A key gauge of inflation surged by much more than expected in April, confirming that the pace of inflation has accelerated and dashing hopes for interest rate cuts this year.
The producer price index, which measures the prices paid to U.S. businesses for their goods and services, rose by 2.2 percent in April, the Department of Labor said Thursday.
Compared with a year ago, the index is up 2.2 percent, the largest increase in a year.
Economists had forecast a 0.3 percent gain in April compared with March and a 2.2 percent gain year-over-year.
The so-called core producer price index—a measure that excludes prices of food and energy—also jumped 0.5 percent in April after calling 0.1 percent in March. Economists had forecast a 0.2 percent gain. Over the year, core producer prices are up 2.4 percent.

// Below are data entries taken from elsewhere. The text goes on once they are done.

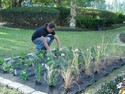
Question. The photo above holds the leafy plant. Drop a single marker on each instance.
(51, 76)
(24, 74)
(1, 60)
(87, 58)
(75, 63)
(38, 66)
(68, 77)
(38, 73)
(6, 66)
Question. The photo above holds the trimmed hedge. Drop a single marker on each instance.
(29, 16)
(87, 18)
(37, 16)
(64, 16)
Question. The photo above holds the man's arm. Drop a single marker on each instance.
(45, 43)
(57, 40)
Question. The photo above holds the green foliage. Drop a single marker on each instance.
(110, 87)
(86, 22)
(29, 16)
(51, 76)
(1, 60)
(6, 66)
(64, 15)
(38, 73)
(24, 74)
(37, 64)
(86, 18)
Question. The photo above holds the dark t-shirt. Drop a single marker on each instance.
(42, 31)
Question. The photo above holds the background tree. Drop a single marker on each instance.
(0, 4)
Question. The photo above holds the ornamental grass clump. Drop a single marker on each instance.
(76, 64)
(37, 65)
(51, 75)
(52, 72)
(87, 59)
(68, 77)
(113, 53)
(1, 60)
(6, 66)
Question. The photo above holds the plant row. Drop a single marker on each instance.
(37, 16)
(70, 64)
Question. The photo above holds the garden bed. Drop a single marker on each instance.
(70, 73)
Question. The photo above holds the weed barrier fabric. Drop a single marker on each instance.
(59, 88)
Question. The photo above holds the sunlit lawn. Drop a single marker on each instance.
(15, 41)
(4, 90)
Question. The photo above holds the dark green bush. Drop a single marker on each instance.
(110, 88)
(30, 16)
(106, 18)
(36, 16)
(63, 19)
(86, 22)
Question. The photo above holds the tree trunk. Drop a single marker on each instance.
(19, 3)
(59, 3)
(0, 4)
(14, 4)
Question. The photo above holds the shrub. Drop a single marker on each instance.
(64, 16)
(29, 16)
(86, 22)
(89, 17)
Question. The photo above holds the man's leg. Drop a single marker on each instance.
(49, 39)
(39, 44)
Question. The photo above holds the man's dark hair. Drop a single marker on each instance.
(50, 25)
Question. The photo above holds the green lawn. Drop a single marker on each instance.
(4, 90)
(15, 41)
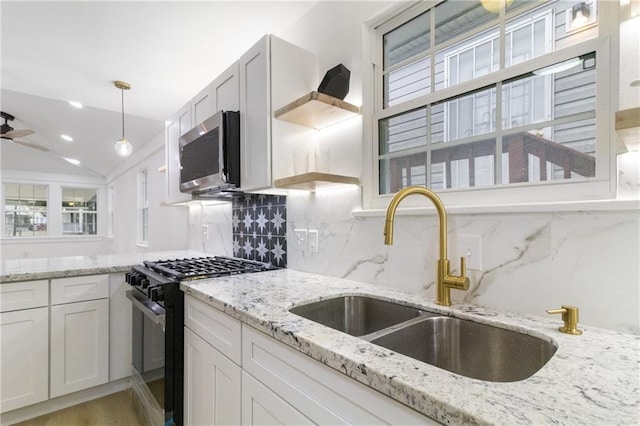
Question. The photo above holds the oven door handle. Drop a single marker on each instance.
(152, 310)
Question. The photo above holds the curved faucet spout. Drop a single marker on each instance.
(445, 281)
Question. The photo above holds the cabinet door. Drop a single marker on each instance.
(255, 117)
(79, 289)
(320, 393)
(184, 118)
(24, 358)
(226, 90)
(202, 105)
(261, 406)
(172, 157)
(79, 346)
(211, 384)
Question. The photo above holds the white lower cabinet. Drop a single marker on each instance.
(79, 346)
(279, 384)
(24, 358)
(211, 384)
(261, 406)
(318, 392)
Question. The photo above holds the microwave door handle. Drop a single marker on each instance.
(222, 151)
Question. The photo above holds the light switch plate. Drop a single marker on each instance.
(301, 239)
(313, 240)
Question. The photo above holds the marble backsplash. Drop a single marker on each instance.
(530, 261)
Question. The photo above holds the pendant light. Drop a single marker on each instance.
(123, 147)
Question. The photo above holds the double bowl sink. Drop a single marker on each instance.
(464, 347)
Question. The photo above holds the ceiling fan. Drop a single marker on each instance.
(8, 133)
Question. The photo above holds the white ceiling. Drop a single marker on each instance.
(55, 51)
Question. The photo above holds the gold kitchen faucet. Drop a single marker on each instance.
(445, 281)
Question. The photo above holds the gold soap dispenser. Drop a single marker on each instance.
(570, 318)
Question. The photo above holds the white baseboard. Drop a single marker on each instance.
(55, 404)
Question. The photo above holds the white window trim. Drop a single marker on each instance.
(602, 187)
(54, 184)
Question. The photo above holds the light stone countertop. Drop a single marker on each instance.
(591, 379)
(13, 270)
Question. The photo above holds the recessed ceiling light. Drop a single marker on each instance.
(72, 161)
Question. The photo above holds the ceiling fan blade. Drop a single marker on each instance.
(17, 134)
(31, 145)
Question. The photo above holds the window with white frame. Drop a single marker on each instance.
(25, 210)
(469, 98)
(143, 207)
(79, 211)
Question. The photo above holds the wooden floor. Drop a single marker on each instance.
(114, 409)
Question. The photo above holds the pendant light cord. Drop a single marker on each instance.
(122, 92)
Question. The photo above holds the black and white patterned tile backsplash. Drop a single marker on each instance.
(260, 228)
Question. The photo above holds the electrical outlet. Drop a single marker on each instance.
(313, 240)
(301, 239)
(469, 246)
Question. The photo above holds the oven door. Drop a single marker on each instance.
(148, 357)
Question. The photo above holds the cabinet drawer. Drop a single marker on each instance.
(319, 392)
(215, 327)
(24, 295)
(78, 289)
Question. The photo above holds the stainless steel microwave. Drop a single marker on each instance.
(210, 155)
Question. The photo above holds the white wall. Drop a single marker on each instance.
(531, 261)
(168, 225)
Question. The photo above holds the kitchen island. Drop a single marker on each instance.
(591, 379)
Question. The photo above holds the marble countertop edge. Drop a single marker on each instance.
(439, 394)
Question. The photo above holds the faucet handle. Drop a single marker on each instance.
(570, 318)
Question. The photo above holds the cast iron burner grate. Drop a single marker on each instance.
(205, 267)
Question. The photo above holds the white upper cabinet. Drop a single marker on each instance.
(176, 126)
(226, 91)
(272, 73)
(202, 106)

Another measure that also excludes wholesale and retail merchant margins known as trade services prices, rose 0.4 percent in April. Compared with a year ago, this “core core” measure is up 3.1 percent, the largest year-over-year gain since a year ago.
The producer price part of the measure’s name comes from the fact that the price changes are measured from the point of view of the seller of the goods rather than the buyer. That means they do not include sales or excise taxes or government subsidies that go to consumers. Shipping costs that are paid by consumers are also excluded. The prices of imports are not included because those are not received by U.S. producers but by foreign producers.
The final demand part of the measure’s name comes from the fact what is measured is the prices of sales to what are sometimes called end-users. That is, these are not sales of components or materials that are directly employed to create goods and services sold to consumers. These are products sold to customers who are government buyers, household buyers, businesses buying capital goods, and foreign buyers.